Virtual space seen by each new process in User space
 
In a 32-bit system, max memory addressable is 4GB.
Now Linux kernel does memory mapping division of 1GB for kernel address space and 3GB for user address space. That means 4GB of virtual address space is divided between kernel (1GB) and user (3GB).

Q1. All virtual mapping utilizes the available physical RAM without any division? I mean to say that if RAM is 512MB then a page in kernel space can lie any where RAM (leave aside old PCI dma accesses)? (How this fits to fact that kernel memory is non-pageble)

Q2. If a process is created in user space, it has visibility 4GB address space or 3GB address space?

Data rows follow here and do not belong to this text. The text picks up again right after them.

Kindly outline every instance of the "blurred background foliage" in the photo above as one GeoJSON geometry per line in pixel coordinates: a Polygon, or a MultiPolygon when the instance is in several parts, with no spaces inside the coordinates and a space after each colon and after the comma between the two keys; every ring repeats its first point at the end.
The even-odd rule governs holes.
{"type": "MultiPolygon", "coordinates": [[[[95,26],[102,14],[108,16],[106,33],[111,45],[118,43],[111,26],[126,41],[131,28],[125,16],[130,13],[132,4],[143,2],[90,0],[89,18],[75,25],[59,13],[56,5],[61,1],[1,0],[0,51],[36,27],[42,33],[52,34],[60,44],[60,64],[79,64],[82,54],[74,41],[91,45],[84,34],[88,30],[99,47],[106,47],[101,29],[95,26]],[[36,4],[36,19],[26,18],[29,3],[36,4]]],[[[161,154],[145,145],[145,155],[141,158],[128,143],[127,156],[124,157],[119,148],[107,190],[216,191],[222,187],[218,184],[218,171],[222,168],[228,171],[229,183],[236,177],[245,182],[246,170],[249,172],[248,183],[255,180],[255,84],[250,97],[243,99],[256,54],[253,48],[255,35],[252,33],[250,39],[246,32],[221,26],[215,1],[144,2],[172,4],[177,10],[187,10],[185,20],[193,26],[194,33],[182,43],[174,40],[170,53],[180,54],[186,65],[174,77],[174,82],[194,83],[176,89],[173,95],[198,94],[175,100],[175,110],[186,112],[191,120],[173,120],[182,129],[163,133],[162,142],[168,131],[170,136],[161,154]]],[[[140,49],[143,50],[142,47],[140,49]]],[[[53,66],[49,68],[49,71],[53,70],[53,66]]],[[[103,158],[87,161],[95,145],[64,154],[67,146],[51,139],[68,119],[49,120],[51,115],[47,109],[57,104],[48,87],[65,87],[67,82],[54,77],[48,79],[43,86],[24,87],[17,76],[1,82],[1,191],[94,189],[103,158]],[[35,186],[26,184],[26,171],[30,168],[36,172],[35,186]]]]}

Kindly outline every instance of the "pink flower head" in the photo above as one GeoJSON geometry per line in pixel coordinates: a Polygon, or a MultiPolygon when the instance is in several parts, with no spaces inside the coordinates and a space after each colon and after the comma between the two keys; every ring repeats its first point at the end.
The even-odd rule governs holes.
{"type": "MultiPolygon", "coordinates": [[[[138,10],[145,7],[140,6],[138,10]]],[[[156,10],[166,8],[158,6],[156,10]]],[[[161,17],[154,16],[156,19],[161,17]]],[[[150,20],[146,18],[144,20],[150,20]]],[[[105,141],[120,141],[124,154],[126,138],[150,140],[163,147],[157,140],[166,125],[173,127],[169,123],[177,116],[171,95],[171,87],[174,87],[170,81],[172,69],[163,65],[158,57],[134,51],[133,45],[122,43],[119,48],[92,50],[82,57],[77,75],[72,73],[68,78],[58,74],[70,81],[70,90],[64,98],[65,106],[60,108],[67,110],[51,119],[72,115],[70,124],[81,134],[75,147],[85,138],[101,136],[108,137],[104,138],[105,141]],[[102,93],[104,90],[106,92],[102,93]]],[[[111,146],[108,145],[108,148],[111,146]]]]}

shreshtha 06-22-2010 05:00 AM

If 4GB virtual space is split in to 1GB for kernel space and 3GB user space virtual memory then -
a) each processes created in user space sees only 3GB virtual memory
b) all kernel sees same 1GB virtual memory

1. Actual physical pages corresponding to any (kernel or user) virtual memory may lie anywhere in the RAM. I am not sure but according to my knowledge a small portion of RAM is marked/kept non-pageable for critical mappings e.g. the page-tables. rest are pageable. Actual fact is any non-pageable allocation can be requested (using kmalloc()).

2. Each process created in user space have visibility of 3GB virtual memory space. Note this is contrary to fact that whole of kernel i.e. all modules and tasks in kernel space sees same 1GB virtual memory area.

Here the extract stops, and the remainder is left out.